Univariate regression on the microbiome count data was in all cases performed using linear mixed models from the dream package, version 1.24.0, with the variancePartition extension [21,22]. This combination of packages provides functions for differential abundance testing using negative binomial linear mixed models for repeated measures data. In all models, ‘subject’ was taken as a random factor.

Multivariate analysis and ordinations were performed using the vegan package, version 2.5-7 [23]. This package was also used to calculate the inverse Simpson and Shannon alpha-diversities.

The multivariate models fitted by PERMANOVA were tested via permutation analysis in order to produce Type III (marginal) p-values for the terms included in the model. A total of 103 permutations were used for all reported results. Count data were normalized using the Wisconsin double standardization after square-root transformation in the case of PERMANOVA, RDA, and MDS ordinations. In the case of the distance analysis, PERMANOVA, and MDS, the Bray–Curtis distance measure was used.

The 16S data were filtered to include only those taxa that contribute to the first 95% of all counts in the data. This step was not performed for the alpha-diversity analysis. The filtering procedure consisted of the steps denoted below.

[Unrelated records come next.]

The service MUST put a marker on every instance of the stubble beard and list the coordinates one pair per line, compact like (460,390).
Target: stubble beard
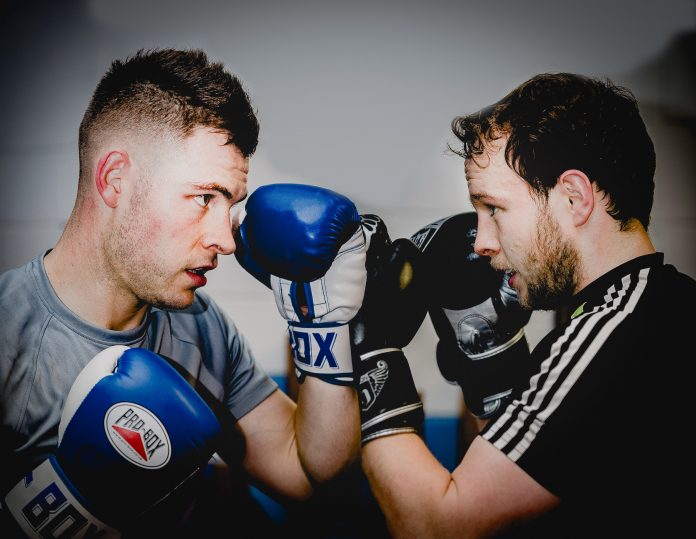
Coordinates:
(134,260)
(554,267)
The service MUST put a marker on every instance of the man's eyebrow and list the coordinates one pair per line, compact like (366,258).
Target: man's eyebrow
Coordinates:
(215,187)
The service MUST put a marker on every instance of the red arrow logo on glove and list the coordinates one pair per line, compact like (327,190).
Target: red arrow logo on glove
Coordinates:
(133,439)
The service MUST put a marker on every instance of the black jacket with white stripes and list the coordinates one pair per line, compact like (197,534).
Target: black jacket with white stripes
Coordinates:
(604,422)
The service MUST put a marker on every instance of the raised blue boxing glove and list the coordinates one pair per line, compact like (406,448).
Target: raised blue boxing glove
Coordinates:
(307,244)
(131,433)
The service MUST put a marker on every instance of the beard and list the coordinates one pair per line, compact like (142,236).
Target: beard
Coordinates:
(133,259)
(554,267)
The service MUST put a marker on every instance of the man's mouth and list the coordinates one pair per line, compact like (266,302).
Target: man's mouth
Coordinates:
(198,274)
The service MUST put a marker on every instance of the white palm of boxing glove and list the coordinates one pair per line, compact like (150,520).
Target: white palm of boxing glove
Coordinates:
(309,246)
(318,326)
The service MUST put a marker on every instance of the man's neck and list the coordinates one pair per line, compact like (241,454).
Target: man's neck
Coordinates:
(602,255)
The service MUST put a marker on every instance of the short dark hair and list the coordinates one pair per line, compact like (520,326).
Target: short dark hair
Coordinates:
(561,121)
(181,89)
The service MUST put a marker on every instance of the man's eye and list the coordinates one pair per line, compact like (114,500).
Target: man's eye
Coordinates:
(203,200)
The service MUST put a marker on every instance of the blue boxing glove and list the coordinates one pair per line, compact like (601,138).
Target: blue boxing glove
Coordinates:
(307,244)
(132,431)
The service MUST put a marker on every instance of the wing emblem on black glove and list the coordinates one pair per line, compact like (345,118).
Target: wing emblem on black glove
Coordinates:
(371,384)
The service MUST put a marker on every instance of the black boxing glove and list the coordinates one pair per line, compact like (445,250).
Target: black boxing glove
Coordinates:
(476,315)
(393,309)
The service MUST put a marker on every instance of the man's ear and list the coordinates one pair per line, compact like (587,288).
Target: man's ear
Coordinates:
(577,192)
(110,173)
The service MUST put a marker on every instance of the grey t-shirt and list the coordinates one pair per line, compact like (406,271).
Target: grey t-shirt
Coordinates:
(44,346)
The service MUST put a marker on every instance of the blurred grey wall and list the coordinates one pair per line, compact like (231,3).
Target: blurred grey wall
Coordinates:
(354,96)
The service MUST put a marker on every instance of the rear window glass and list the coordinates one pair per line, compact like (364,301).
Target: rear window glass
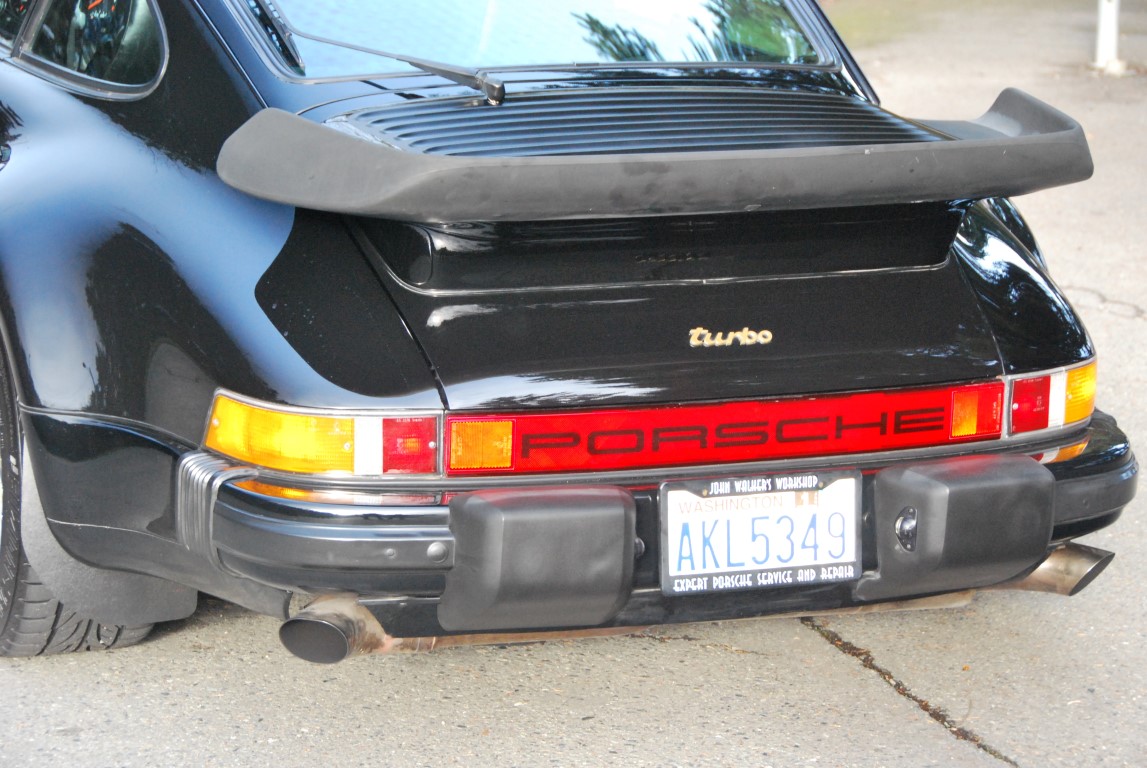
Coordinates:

Given the count table of taxa $A$, where $A$ is an $m, n$ matrix (samples by taxa), let the row normalized matrix be denoted by $D$, where $D$ is an $m, n$ matrix, with the formula given by

$$D_{i,j}=\frac{A_{i,j}}{{\sum }_{\theta =1}^n A_{i,\theta }}$$

Let the row count normalized column sums of our matrix $D$ be denoted as the vector $\widehat{c}$, given by

$${\widehat{c}}_j=\sum _{\theta =1}^m D_{\theta ,j}\forall j\in [1,n]$$

The cumulative sum of the column sums normalized for column count is then denoted as $C$, where

$$C=\sum _{\theta =1}^n \frac{{\widehat{c}}_{\theta }}{n}$$

Any taxa where $C$ is smaller than 0.95 (corresponding to 95%) was then chosen to be included in the analysis. This procedure eliminates sparse, low-count taxa from the dataset.

2.8. Statistics

Statistical analysis of the SCFAs and α-diversity measures was performed using the lme4 and lmerTest packages, with the emmeans package for post hoc analysis [20,21,22]. All models use ‘subject’ as a random effect.

3. Results

3.1. Fiber’s Effects on α-Diversity

The overall effect of fiber on the α-diversity was significant for the healthy microbiota (p < 0.001 for overall fiber effect) but not for the IBD microbiota (p = 0.0501). Linear model analyses indicate a significant group-treatment effect (p < 0.001), meaning that the effect of fiber on microbiota diversity was significantly different between the healthy and the IBD groups. Figure 2 shows more specifically which fibers had a significant effect on the diversity in each of the two groups: in the healthy group (Figure 2a), α-diversity was significantly decreased after treatment with pectin compared to the untreated control (p < 0.001), and it was significantly increased after treatment with psyllium (p = 0.015) and resistant starch (p = 0.022); in the IBD group, α-diversity was significantly decreased after treatment with psyllium compared to the untreated control (p = 0.016).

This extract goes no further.